On June 21, 2018, when the Supreme Court ruled in favor of the state in the case of South Dakota v. Wayfair, Inc. That decision made it legal for South Dakota to require remote (out-of-state) sellers to comply with the state’s sales tax laws when that company has either a specific number of transactions or a specified dollar amount of sales in that state. Because of the ruling, conducting economic activity in the state—or an “economic nexus”—can lead to a sales tax collection obligation. No longer based solely on physical location, economic nexus is based on the remote seller’s sales revenue and/or transaction volume. The decision opened the floodgates for all states to enforce sales tax collection, which could potentially cause a burden for small businesses lacking the bandwidth or technology to handle the details.


Unless you’re doing business in one of the five states that don’t collect sales tax (Alaska, Delaware, Montana, New Hampshire, Oregon), you are required to charge and collect tax. As of this writing, 38 states have adopted some threshold of economic nexus for remote sellers selling in their states, and most other states have some sort of nexus legislation enacted. Of the states that have passed economic nexus laws, most have started with the same threshold as South Dakota, which is $100,000 in sales or 200 transactions, but it’s important you know the exact threshold in each state.
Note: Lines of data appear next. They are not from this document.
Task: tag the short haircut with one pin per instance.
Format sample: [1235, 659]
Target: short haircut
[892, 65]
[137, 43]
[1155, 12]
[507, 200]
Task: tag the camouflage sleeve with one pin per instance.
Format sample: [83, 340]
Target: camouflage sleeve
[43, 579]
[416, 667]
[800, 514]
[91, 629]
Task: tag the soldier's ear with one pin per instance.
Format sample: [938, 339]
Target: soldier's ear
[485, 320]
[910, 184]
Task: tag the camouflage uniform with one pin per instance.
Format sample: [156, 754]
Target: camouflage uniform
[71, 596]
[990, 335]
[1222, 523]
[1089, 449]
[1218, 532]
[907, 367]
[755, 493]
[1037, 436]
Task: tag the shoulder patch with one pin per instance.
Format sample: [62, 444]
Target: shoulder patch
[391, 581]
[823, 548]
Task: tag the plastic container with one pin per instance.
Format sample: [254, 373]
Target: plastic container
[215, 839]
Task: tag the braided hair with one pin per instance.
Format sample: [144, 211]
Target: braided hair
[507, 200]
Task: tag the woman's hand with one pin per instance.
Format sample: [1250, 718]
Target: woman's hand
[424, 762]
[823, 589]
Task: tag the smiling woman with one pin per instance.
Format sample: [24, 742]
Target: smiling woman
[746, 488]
For example, in Alabama, the threshold for collecting and submitting sales tax is simply $250,000 in sales. In Massachusetts, the criteria is $500,000 in sales or 100 transactions.


Nexus 101


Prior to the South Dakota v. Wayfair decision, many states enacted some kind of nexus laws of their own to try and collected taxes from remote sellers to help even the playing field for in-state businesses. Here’s a quick glossary to explain some of the nexus regulations:


  • Click-through Nexus – The seller must be making commission payments to an in-state business for any orders that come through a click-through referral from the in-state business’s website. The taxes are then collected from the in-state business.
  • Affiliate Nexus – If the remote retailer holds a substantial interest in, or is owned by, an in-state retailer, the remote retailer must contribute to the state taxes.
  • Marketplace Nexus – If the remote seller participates in an online marketplace which operates its business in the state, the marketplace facilitator (rather than the individual sellers) is required to register and collect tax as the retailer.
  • Notice and Reporting Requirements – States with notice and reporting legislation require online retailers to inform buyers of their obligation to pay and report state use tax on their purchases.
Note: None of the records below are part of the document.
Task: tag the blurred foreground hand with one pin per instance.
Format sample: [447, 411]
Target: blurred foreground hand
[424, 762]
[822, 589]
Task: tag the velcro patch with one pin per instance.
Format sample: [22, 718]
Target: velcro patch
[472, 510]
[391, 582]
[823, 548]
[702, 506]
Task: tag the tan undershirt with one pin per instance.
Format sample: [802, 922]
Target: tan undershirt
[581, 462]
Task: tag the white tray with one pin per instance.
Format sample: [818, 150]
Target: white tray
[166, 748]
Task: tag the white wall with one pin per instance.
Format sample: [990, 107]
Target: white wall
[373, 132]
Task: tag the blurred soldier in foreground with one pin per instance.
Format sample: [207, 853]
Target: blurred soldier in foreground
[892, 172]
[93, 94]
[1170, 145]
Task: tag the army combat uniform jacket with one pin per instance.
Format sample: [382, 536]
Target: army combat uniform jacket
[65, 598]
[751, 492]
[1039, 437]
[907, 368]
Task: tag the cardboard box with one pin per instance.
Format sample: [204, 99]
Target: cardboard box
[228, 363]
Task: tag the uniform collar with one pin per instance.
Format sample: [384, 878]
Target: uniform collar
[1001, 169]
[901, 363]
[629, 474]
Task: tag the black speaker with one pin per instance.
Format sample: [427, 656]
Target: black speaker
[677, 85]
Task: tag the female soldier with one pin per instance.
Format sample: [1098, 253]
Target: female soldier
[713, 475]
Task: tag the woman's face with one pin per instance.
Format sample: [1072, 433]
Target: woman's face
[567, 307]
Prior to the Supreme Court ruling, you may not have met any of the above scenarios. However, now that most states have enacted some sort of economic nexus threshold, your small business may be obligated to comply with state tax laws.


Sales Tax Compliance


Many business owners are concerned about this new ruling. According to a recent small business survey, one in five is “very concerned” about the Supreme Court Wayfair decision. Additionally, when asked how confident they were with their business’s sales tax calculations, one in ten small business owners say they are not at all confident (8.2 percent), and one in two feels very confident (55.83%).


The challenges you may face now include calculating state and local sales tax on transactions, generating tax filings, collecting tax payments, and transmitting payments to state and local government agencies. Let’s say you do business in multiple states. That means every time you make a sale, you’ll need to know the purchaser’s city and state and the amount of sales tax due. Fortunately, there are many e-commerce tools, such as QuickBooks Sales Tax Calculator, available to make the calculation easier.
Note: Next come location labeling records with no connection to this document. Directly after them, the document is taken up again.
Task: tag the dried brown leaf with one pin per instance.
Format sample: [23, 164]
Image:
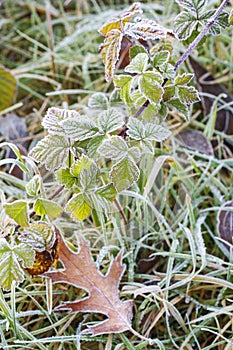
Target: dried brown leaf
[80, 271]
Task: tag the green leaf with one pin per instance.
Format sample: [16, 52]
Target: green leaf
[188, 95]
[8, 85]
[107, 191]
[134, 153]
[169, 92]
[18, 211]
[124, 173]
[110, 51]
[83, 163]
[156, 133]
[124, 83]
[93, 146]
[139, 64]
[184, 25]
[160, 58]
[47, 207]
[192, 5]
[183, 79]
[39, 235]
[98, 100]
[110, 120]
[230, 18]
[51, 151]
[136, 129]
[10, 270]
[113, 148]
[149, 86]
[79, 207]
[80, 128]
[180, 107]
[54, 118]
[65, 177]
[134, 50]
[33, 186]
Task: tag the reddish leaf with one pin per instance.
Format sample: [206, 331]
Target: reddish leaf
[80, 271]
[225, 222]
[110, 51]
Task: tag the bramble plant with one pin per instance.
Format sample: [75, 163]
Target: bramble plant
[99, 152]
There are also tools available to help you manage tax collection and payment of taxes to the various government entities. Your responsibilities don’t stop there. Like the reporting of payroll taxes, you must also submit monthly reports of your total sales in the state and complete any required local reporting. Don’t forget to let your buyers know about the changes in tax requirements and the effect on your prices. You’ll need to change your website, price sheets, and e-commerce tax calculators to reflect the additional taxes.


Because the decision is fairly new and most states are in the throes of figuring out a way to identify and collect from remote businesses that meet the economic nexus threshold, you might be tempted to wait and see if you’ll be notified. Be forewarned; that’s not a good idea. Eventually, the state will catch up and find all the businesses that owe sales taxes, and it’s likely you’ll be hit with substantial penalties for not complying. For many small businesses, the sales thresholds may be too high to affect any change in their e-commerce operations, but it’s smart to familiarize yourself with sales tax for business laws and avoid possible trouble down the road.